Yeah, I know that feeling...it's not realistic, but I've taken to thinking that people who say stuff like that don't actually know how it feels to be in that position. For them, a lack of growth is just a temporary bump in the road, not something you've been watching happen to you for years, largely due to factors outside of your control.
For example, Eclipse basically shattered my presence on DeviantArt...which was 7 years in the making and really the only one I had. It wasn't my fault, there's nothing I could have done to stop it, and now, a year later, it doesn't look like there's anything I can do to fix it. I'm just stuck waiting for things to change. =/
And even before that, I was already losing traction...I remember hearing once that stories and fleshed-out characters (my bread and butter) were good for OCs, and even for fanwork. 'Everyone loves a story...give them something to form an attachment to, and they'll keep coming back.'
Well, in reality (at least, my reality) they don't. Often they just inexplicably stop caring.
Everyone is excited when I announce a new project or AU but before I'm even halfway through telling the story I wanted to tell all fan engagement slows to a trickle. And it's like, 'I thought you wanted this?

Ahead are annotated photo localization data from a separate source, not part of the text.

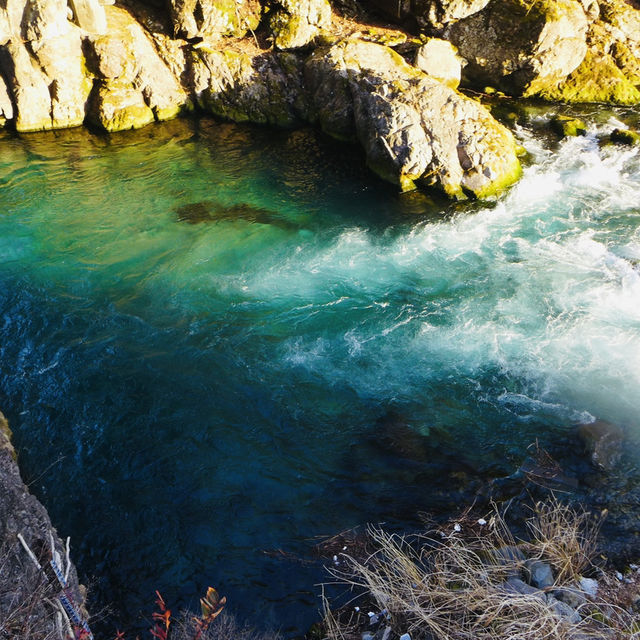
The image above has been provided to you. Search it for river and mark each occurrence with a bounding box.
[1,110,639,634]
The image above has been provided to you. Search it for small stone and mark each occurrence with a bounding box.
[526,560,555,589]
[399,634,411,640]
[550,115,587,138]
[578,576,598,596]
[616,571,623,580]
[362,633,374,640]
[554,585,588,608]
[547,595,582,623]
[502,577,546,600]
[453,523,461,532]
[610,128,640,146]
[576,420,624,472]
[478,518,487,525]
[374,626,391,640]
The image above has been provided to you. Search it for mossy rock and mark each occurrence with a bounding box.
[550,114,587,137]
[610,128,640,145]
[527,49,640,104]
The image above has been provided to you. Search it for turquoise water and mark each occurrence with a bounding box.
[1,115,640,634]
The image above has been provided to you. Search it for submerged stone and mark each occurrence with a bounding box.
[610,128,640,145]
[550,114,587,137]
[576,419,624,472]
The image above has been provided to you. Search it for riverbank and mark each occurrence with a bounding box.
[0,411,90,639]
[0,0,635,199]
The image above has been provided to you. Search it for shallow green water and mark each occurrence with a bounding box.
[1,115,640,634]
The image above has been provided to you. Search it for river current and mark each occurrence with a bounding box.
[1,112,640,634]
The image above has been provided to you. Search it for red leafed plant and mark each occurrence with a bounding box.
[192,587,227,640]
[150,591,172,640]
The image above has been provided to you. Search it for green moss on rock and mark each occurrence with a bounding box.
[550,114,587,137]
[610,128,640,145]
[527,49,640,104]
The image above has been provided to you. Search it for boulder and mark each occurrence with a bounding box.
[32,29,94,128]
[414,37,462,88]
[0,40,53,131]
[68,0,107,33]
[167,0,261,41]
[443,0,588,96]
[84,5,186,130]
[411,0,492,29]
[305,38,522,197]
[577,420,624,472]
[550,114,586,137]
[530,0,640,103]
[268,0,332,49]
[183,47,309,126]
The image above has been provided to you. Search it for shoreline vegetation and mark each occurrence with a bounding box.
[4,405,640,639]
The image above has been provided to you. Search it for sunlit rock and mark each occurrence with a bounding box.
[268,0,332,49]
[305,38,521,197]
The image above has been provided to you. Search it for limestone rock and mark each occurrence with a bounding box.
[0,75,14,126]
[168,0,261,41]
[268,0,332,49]
[414,38,462,88]
[444,0,588,95]
[0,40,52,131]
[20,0,69,48]
[305,39,521,197]
[33,29,94,128]
[184,47,308,126]
[530,0,640,103]
[68,0,107,34]
[85,5,186,130]
[411,0,492,29]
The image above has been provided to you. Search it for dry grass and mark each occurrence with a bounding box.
[323,497,639,640]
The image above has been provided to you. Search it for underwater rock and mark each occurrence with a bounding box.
[268,0,332,50]
[550,114,587,137]
[175,199,299,229]
[576,420,624,472]
[610,127,640,145]
[176,200,215,223]
[305,38,521,197]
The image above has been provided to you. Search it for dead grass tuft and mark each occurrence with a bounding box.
[322,498,639,640]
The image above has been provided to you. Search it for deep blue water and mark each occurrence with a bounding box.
[1,115,640,635]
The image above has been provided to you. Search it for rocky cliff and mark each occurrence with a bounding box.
[0,411,91,640]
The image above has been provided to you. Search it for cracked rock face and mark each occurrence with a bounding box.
[268,0,332,49]
[443,0,589,94]
[305,38,521,197]
[0,411,89,639]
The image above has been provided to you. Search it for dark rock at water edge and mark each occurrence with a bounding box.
[0,410,91,638]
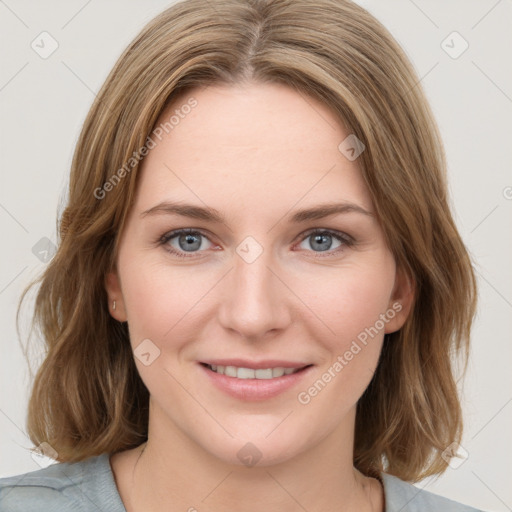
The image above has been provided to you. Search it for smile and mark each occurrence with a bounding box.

I thought you were interested and eager to learn more?? What did I do wrong; did I explain too much? Too little?? Am I boring you???'
Of course, I can't actually ask...and to this day I haven't found an answer.

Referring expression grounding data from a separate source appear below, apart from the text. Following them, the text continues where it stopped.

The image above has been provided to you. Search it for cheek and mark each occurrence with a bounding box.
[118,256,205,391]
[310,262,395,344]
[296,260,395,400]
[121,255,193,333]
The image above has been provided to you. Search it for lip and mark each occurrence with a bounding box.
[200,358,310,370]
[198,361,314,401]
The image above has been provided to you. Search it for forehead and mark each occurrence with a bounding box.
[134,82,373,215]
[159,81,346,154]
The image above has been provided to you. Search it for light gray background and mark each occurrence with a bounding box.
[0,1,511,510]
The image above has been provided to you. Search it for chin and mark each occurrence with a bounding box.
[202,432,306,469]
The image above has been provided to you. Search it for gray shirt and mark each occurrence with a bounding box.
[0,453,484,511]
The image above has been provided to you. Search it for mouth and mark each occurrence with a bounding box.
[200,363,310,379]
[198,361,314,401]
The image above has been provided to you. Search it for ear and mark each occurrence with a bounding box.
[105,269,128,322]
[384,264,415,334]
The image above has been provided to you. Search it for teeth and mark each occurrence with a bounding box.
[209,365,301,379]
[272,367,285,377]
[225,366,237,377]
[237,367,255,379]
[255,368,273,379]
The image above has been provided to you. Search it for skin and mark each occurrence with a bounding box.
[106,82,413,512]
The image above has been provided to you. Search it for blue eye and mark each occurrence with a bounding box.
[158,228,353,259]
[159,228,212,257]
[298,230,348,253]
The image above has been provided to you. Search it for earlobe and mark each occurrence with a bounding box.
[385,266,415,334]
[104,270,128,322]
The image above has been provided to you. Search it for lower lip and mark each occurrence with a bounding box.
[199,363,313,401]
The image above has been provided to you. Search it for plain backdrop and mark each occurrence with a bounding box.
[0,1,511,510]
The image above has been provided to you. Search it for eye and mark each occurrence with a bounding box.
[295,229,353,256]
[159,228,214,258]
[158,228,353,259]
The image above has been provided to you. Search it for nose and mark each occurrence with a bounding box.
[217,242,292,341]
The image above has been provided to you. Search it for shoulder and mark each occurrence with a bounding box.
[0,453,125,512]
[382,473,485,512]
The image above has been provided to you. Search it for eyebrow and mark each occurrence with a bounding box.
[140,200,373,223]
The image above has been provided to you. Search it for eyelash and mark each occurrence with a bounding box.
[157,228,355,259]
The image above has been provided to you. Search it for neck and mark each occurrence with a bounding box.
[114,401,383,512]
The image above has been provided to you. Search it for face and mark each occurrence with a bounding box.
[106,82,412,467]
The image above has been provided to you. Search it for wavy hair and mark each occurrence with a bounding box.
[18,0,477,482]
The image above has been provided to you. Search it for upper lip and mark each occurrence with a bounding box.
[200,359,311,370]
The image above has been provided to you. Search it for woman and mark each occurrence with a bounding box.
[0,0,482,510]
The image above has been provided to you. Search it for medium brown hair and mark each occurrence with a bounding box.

Usually, when I start feeling like this, I go to work on my animations...my YouTube audience is really the only one where I feel like I'm making progress, and where the majority of my fans actually think about and enjoy my work, instead of just a select few.
And it's weird because, as I said once, 'I only average 2 videos a year'. ^^; I wish I could do more to reward them and thank them for their loyalty, but animation is such slow work...all I can do is try to keep them posted on what I'm working on, and corral them over to my Twitter where I usually hang out more. And I feel like it's actually working...whenever I post an animation WIP, there's usually a little club of 12-20 people who like/retweet it.
Sometimes they even comment...and if you're a small artist on Twitter, you know comments are basically gold-encrusted diamonds.
For someone like me with just ~150 followers to get more than one on ANY post...that's very rare and special~.
So yeah...I'm hanging in there with what little I've got. Sometimes it also helps to remember that, even when it seems like everyone is doing their best to ignore me...I still like my work. I like to read and re-read those heartfelt character essays that no one else seems to care about; I like to go through my comics and look at all the little skillful, beautiful things I've done.
Remembering that helps me feel like, even if I'm not getting rewarded for my efforts, they haven't been a complete waste of time.